MediaWiki REL1_39
ExternalStore

ExternalStore is an optional feature that enables persistent object storage outside the main database, primarily for revision text (also known as a "blob").

The main public interface for interacting with ExternalStore is ExternalStoreAccess. Though note that higher-level concepts like MediaWiki\Revision\RevisionRecord and text blobs have their own dedicated interface: MediaWiki\Revision\RevisionStore, and MediaWiki\Storage\BlobStore.

Concepts

URL

Objects in external stores are internally identified by a special URL. The URL is of the form <store protocol>://<location>/<object name>.

Protocol

The protocol represents which ExternalStoreMedium class is used. The following protocols are supported by default:

Multiple protocols may be enabled at the same time. For example, to support reading older data while using a different protocol for new data.

Protocols are configured via $wgExternalStores. The ExternalStoreMedium class is decided based on concatenating the value from $wgExternalStores to the string ExternalStore, with a ucfirst transformation applied as-needed.

A custom protocol called "foobar" could be configured by implementing ExternalStoreMedium in a subclass called ExternalStoreFoobar.

Location

The location identifies a particular instance of given store protocol.

In the case of ExternalStoreDB, the location represents a database cluster (one or more database servers that hold the same data).

When using the default of LBFactorySimple, these clusters can be configured via $wgExternalServers. Otherwise, external clusters must be configured via $wgLBFactoryConf.

New insertions

The destination of newly stored text blobs is configured via $wgDefaultExternalStore. To enable use of ExternalStore for new blobs, this must be set to a non-empty array. This can be disabled to store new blobs in the main database instead, it does not affect how existing blobs are read.

Each destination uses a partial URL of the form <store protocol>://<location>. When a blob is inserted, we randomly pick an available protocol/location pair from this list.
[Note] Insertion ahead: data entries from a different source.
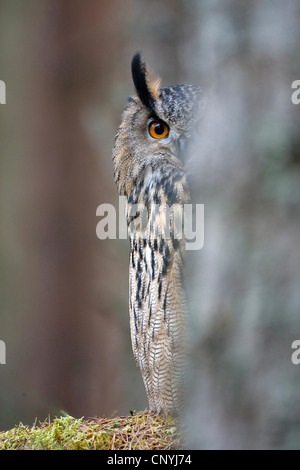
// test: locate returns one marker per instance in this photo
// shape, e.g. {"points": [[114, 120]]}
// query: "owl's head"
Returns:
{"points": [[156, 125]]}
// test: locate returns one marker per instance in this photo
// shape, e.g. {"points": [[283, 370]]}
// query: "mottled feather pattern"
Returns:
{"points": [[150, 173]]}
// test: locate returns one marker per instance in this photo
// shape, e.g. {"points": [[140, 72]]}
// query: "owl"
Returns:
{"points": [[149, 169]]}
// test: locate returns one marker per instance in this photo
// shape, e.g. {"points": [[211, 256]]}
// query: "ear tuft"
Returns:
{"points": [[146, 85]]}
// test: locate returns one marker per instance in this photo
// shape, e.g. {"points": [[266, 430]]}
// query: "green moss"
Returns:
{"points": [[141, 430]]}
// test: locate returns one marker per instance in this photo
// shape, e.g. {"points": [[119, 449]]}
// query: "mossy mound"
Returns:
{"points": [[140, 431]]}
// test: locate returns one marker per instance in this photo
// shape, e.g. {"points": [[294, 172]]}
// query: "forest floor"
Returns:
{"points": [[139, 431]]}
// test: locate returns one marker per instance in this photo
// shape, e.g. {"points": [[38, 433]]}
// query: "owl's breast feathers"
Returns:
{"points": [[157, 301]]}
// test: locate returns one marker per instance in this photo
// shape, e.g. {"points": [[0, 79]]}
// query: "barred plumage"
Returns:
{"points": [[148, 170]]}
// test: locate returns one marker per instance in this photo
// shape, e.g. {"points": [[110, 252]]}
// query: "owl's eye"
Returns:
{"points": [[158, 129]]}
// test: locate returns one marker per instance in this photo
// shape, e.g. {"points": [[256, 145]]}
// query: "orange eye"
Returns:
{"points": [[158, 129]]}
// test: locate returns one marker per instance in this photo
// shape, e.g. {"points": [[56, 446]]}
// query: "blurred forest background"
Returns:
{"points": [[64, 293]]}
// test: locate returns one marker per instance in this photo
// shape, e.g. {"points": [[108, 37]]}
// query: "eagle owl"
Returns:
{"points": [[149, 170]]}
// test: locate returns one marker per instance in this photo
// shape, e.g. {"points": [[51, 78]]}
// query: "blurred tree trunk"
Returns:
{"points": [[73, 340], [246, 297]]}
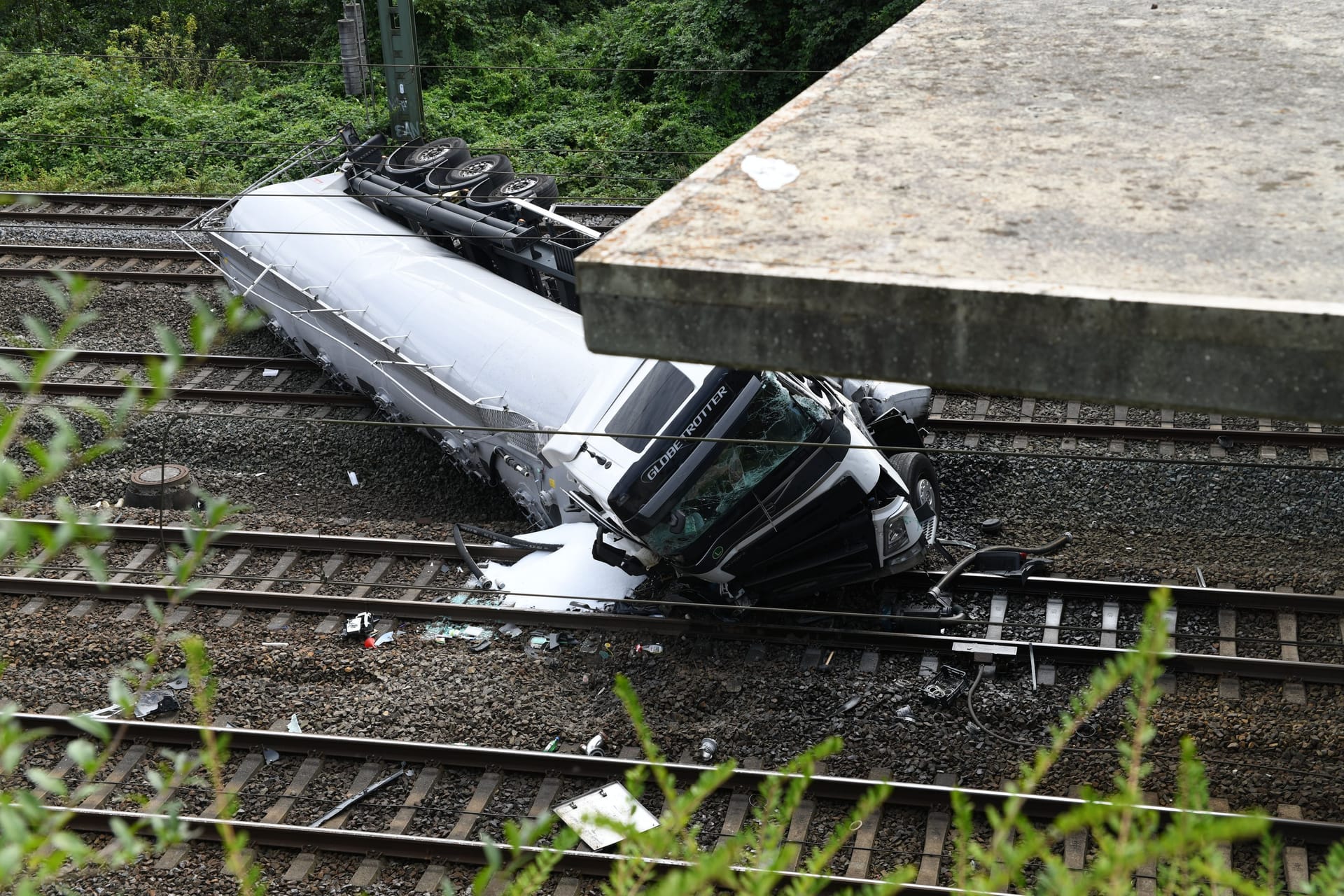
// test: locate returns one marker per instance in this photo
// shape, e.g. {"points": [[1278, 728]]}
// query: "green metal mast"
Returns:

Insertions will fail-over to another default destination if the chosen one is unavailable.

Append-only

ExternalStore is designed as an append-only system, to persist data in a way that is highly reliable and immutable. As such, the interface is restricted to fetch and insert operations, and specifically does not permit modification or deletion once data is stored.

This design benefits MediaWiki in a number of ways:

  • The limited interface provides flexibility to each protocol implementation.
  • Caching is trivial and safe.
  • Stable references to external store can be kept outside of it, in the core database and anywhere else in caching or other storage layers, without needing to track of propagate changes.
  • Historical data can be stored with high reliability guarantees and operational safety:
    • External database clusters may be operated in read-only mode, directly through MySQL.
    • Each replica within the cluster may operate as independent static backup.
    • Database replication between hosts may be turned off.
    • Even command-line access from outside MediaWiki can't accidentally affect historical data.
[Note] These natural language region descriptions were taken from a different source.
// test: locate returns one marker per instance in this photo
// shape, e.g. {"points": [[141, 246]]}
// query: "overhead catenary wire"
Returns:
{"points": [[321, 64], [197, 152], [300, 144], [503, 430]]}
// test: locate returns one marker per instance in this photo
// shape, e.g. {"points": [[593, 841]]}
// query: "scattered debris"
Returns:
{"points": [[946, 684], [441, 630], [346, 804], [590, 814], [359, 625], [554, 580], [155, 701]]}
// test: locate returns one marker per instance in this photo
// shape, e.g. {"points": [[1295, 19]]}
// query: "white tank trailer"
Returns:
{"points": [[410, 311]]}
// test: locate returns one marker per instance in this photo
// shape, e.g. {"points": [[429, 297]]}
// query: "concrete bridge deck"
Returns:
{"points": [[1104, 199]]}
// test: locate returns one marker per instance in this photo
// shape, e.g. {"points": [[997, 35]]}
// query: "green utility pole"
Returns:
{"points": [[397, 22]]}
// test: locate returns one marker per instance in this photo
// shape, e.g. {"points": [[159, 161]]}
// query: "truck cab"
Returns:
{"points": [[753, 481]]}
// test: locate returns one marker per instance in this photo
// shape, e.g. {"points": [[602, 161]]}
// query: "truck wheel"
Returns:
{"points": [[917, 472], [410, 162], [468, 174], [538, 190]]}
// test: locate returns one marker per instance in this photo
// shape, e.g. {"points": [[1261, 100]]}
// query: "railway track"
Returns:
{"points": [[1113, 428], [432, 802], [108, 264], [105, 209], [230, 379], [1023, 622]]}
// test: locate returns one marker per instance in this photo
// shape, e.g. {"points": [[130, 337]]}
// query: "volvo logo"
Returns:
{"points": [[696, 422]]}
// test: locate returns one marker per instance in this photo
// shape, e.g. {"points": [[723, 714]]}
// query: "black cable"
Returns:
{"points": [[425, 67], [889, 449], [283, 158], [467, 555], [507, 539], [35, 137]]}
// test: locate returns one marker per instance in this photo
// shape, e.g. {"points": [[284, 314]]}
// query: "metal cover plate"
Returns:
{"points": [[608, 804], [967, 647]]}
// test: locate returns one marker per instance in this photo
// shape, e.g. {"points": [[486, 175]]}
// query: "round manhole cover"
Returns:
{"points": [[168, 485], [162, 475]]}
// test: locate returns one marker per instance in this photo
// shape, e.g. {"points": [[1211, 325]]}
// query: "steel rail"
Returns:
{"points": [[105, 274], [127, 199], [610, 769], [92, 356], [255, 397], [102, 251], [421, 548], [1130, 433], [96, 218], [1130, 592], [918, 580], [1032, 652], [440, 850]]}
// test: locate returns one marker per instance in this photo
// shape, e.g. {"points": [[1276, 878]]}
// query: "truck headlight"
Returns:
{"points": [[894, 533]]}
In case of maintenance tasks such as recompression, we generally iterate through known blobs and write new blobs as-needed and gracefully update pointers accordingly. If an entire cluster has been copied or recompressed to a new location, it can be taken out of rotation, with any storage space freed at that time. Note that multiple locations may be physically colocated on the same hardware, e.g. by running multiple instances of MySQL. Although it may be simpler to free space by doing recompression during other routine maintenance, such as when migrating data from old to new hardware.